The French President, Emmanuel Macron, has responded to the “yellow vest” protests with a dose of fiscal easing, mainly by bringing forward already planned measures. The spending package has four main building blocks: a tax exemption to incentivise employers for overtime pay; a tax break on overtime pay; a EUR100 increase in the minimum monthly wage; and the cancellation of the 1.7% surcharge on pensioners earning less than EUR2000 per month. Some of the measures were already in Macron’s manifesto, and have merely been brought forward.
According to government officials, the measures announced yesterday will cost EUR8-10bn (~0.4% of GDP). This comes on the top of the elimination of the planned fuel tax hike, which is likely to cost EUR4bn (~0.2% of GDP) in lost revenues. How the gap will be filled is unclear.
Before the government’s retreat on a fuel-tax hike and yesterday’s announcement, the French budget deficit was already projected to reach 2.8% of GDP in 2019 (up from 2.6% of GDP in 2018). So, keeping everything else unchanged, including growth forecasts, the latest measures could mean a 3.4% GDP deficit in 2019 according to initial estimates But given the accumulation of downside risks to growth, even this figure could prove too optimistic.

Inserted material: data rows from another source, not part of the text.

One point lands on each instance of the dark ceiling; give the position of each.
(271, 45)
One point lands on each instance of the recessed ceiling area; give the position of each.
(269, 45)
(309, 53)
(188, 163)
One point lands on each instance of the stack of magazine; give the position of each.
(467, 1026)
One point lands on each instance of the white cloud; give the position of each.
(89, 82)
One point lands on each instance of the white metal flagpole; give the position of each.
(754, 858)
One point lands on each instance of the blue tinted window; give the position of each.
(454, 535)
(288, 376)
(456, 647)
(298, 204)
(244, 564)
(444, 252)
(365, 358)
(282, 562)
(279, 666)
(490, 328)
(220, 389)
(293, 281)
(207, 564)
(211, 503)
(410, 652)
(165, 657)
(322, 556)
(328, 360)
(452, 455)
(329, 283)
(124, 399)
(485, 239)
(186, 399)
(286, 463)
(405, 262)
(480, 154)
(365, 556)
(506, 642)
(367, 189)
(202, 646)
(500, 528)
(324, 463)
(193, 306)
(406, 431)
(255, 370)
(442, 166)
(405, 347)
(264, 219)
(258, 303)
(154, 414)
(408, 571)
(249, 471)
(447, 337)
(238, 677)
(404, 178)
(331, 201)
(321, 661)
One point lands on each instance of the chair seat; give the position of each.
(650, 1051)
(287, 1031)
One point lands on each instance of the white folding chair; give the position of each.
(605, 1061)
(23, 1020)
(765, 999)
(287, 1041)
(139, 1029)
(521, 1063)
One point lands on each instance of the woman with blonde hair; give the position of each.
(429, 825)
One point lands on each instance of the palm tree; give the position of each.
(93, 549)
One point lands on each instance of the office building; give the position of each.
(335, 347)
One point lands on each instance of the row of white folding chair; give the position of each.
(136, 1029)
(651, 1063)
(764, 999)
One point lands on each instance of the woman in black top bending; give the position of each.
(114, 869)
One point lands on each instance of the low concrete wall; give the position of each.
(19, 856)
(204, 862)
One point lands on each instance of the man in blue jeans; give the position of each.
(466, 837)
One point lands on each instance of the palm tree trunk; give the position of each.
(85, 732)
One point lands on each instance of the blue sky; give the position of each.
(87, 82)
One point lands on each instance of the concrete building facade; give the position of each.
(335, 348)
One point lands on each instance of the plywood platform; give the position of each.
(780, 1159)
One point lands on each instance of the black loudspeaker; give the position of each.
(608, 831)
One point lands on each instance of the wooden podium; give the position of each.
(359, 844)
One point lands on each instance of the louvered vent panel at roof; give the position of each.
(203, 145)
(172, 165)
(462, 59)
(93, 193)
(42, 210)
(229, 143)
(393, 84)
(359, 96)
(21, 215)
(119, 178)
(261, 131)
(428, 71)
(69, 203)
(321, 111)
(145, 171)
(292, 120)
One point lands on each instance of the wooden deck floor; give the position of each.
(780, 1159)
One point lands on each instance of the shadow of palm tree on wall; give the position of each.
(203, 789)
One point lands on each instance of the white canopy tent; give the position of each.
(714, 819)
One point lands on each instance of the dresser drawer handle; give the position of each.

The increase in the French deficit comes against the backdrop of heated discussions between Rome and Brussels on budget issues. The Italian government will seek to justify its own fiscal expansion by pointing at the new French deficit spending, or denounce “double standards” if its own budget spending plans are rejected by Brussels.
But there is a large difference between the situation in Italy and France. In the latter, the 2019 budget deficit will in part be pushed higher by a one-off transformation of a tax credit for corporates into a permanent payroll tax cut of EUR20bn, so there is a good chance that France’s deficit will fall below 3% again in 2020. Moreover, structural factors in France (for example, labour productivity and demographics) are relatively more favourable than in Italy, where weak potential growth is a real issue. Some of the Italian government’s could even dampen labour supply, at a time when the Italian workforce is already declining.
However, at the end of the day, it is the markets that will deliver a verdict on the merits of the case for higher deficit spending in France and Italy.